Nature: ‘Mini liver’ to grow for first time in human body in US

April 9, 2024  10:37

A "mini liver" will be grown for the first time in a human body in the US, the journal Nature reported.

The respective operation was conceived by the biotechnology company LyGenesis (Pittsburgh, Pennsylvania). In the publication, the intervention was called a new era in the treatment of people whose liver was damaged and whose transplant was not performed.

The person who received the treatment, on 25 March, is recovering well from the procedure and has been discharged from the clinic, says Michael Hufford, chief executive of LyGenesis.

During the aforesaid procedure, healthy cells from the donor's liver are inserted into the lymph node in the patient's upper abdomen. Donor cells are inserted through the throat, through a special tube. It is assumed that after a few months the cells will multiply, fill the lymph node, and form a structure that can perform the function of blood purification instead of the liver.

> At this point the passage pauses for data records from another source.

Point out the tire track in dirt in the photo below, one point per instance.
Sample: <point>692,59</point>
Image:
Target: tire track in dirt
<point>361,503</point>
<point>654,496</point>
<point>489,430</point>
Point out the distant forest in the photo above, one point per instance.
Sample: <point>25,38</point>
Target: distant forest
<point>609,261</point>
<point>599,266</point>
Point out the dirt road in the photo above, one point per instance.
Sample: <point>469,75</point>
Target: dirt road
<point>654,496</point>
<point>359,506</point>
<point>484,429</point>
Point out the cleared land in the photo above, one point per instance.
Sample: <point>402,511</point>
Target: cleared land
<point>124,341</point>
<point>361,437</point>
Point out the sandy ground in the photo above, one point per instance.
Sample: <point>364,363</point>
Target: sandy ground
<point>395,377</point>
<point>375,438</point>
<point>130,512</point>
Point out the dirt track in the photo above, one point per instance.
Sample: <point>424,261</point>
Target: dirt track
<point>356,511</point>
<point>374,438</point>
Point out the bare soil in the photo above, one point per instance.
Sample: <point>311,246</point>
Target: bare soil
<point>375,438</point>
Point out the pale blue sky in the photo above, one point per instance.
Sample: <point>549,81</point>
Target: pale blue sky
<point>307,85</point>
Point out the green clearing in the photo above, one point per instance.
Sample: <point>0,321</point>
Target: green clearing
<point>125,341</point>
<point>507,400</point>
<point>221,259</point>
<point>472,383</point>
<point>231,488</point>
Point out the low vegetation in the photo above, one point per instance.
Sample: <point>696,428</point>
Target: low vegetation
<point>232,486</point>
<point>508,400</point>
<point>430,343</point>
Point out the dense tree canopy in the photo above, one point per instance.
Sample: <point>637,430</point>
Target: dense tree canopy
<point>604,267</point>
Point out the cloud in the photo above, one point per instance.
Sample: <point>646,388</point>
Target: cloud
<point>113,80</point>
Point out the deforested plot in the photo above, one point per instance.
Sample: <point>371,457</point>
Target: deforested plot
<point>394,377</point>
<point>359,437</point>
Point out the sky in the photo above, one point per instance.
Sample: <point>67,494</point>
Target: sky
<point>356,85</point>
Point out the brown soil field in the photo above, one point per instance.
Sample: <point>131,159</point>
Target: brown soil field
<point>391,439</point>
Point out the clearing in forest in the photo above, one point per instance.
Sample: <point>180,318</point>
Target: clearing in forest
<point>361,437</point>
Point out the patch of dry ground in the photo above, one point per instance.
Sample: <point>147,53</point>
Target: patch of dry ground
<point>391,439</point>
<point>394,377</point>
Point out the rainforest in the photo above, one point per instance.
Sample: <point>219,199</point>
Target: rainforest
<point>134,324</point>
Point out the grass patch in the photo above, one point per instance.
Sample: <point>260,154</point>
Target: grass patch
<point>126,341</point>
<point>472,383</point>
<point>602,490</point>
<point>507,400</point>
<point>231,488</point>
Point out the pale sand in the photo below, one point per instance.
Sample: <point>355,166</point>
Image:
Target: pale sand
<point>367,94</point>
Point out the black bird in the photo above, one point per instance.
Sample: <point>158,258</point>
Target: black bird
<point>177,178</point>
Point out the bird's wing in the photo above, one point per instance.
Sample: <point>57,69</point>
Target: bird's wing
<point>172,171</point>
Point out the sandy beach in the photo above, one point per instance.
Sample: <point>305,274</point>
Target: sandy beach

But the patient needs to take immunosuppressive drugs so that the body doesn’t reject the donor cells, says Stuart Forbes, a hepatologist at the University of Edinburgh, UK, who is not affiliated with LyGenesis.

The method was tested on mice, dogs, and pigs. The mini-liver of pigs was formed within two months. Cells that transport bile have also been found in the experimental organs of pigs. Moreover, bile acid did not accumulate.

According to Michael Hufford, it is not known what size the new liver can reach in the human body. Perhaps the growth of the mini-organ depends on the chemical signals of the decomposing liver. The CEO of LyGenesis believes that new organs will stop growing when they stabilize blood filtration, then no signals will be received from the decaying organ.

More than 50,000 people in the US die each year with liver disease. About 1,000 people in the country die every year waiting for a transplant. And thousands more aren’t eligible because they are too ill to undergo the procedure.